C'est pour ça que, quand l'été approche (même si ça paraît pas trop ces temps-ci), je me mets à me languir d'un bout de terre à moi, d'un tout petit carré de gazon, où je pourrais m'étendre, fermer les yeux, et m'imaginer que je suis sous le chêne, derrière la maison de mes parents, à écouter le vent, les vagues au loin, les avions dans le ciel, les tondeuses des voisins, les voitures en bas de la côte, les enfants dans les champs, à respirer au rythme lent de la mer, du vent, de la vie.

14 commentaires:

Moukmouk a dit...

Peut-être mais le prix de l'essence est monté de 20% cette année et il doublera tous les 3 ans.

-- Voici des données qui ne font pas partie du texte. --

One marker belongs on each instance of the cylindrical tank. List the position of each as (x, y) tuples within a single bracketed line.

Alors assures-toi qu'il est possible d'avoir du transport en commun pas trop loin... Le prix est déjà de 2,50 $ le litre en Europe et on atteindra très rapidement ce prix ici aussi.

La Marsouine a dit...

En région, il n'y en a pas de transport en commun...

Crispi et Djo a dit...

Ah ça sent bon l'île-aux-G!

Belle enfance que tu as eu, la Marsouine. Ste-Brigitte, c'est un peu moins bucolique mais il doit y avoir une petite place pour toi.

:)

Djo

La Marsouine a dit...

@crispi ou djo: désolée de vous décevoir mais même si on voit pas mal de grues sur les berges de mon île (qui sont des grands hérons en fait, merci à mon ornithologiste de beau-père), ce n'est pas l'Isle aux Grues qui est la mienne :)

Mais ça ne change rien au fait que j'ai effectivement eu une enfance extraordinaire.

Crispi et Djo a dit...

Ah? c'est la Mi-Carême qui m'a mélangée...

Djo

La Marsouine a dit...

@djo: wais ben il y a des «préjugés» culturels comme ça un peu partout :) Quand on parle de tourtière, tout le monde pense Lac Saint-Jean. Alors que moi, la première fois que j'ai mangé de la tourtière du lac, j'ai faite le saut, rien à voir avec la tourtière qu'on fait dans Charlevoix (oupppss viendrais-je de me vendre moi-là?)

Anonyme a dit...

J'ai lu, j'ai fermé les yeux et j'y étais sur ton île... magnifique billet.

La Marsouine a dit...

Cet été, si tu veux, tu y emmèneras Merveilleuse merveille sur mon île. Je pourrais lui montrer la plage de sable blanc dont seuls nous, insulaires, connaissons l'existence, le mouillage où Jacques Cartier est débarqué en 1535. Je lui montrerai la pointe de l'Islet et le Bout-d'en-bas. Je l'emmènerai dans le sous-bois pour lui montrer les concombres sauvages entrain d'éclore, les crottes de lièvres aussi et leurs auteurs qui gambadent dans le chemin du bois, la roche à Caya, le rocher de l'Indien, le quai de l'Anse, la Bourroche et les vergers.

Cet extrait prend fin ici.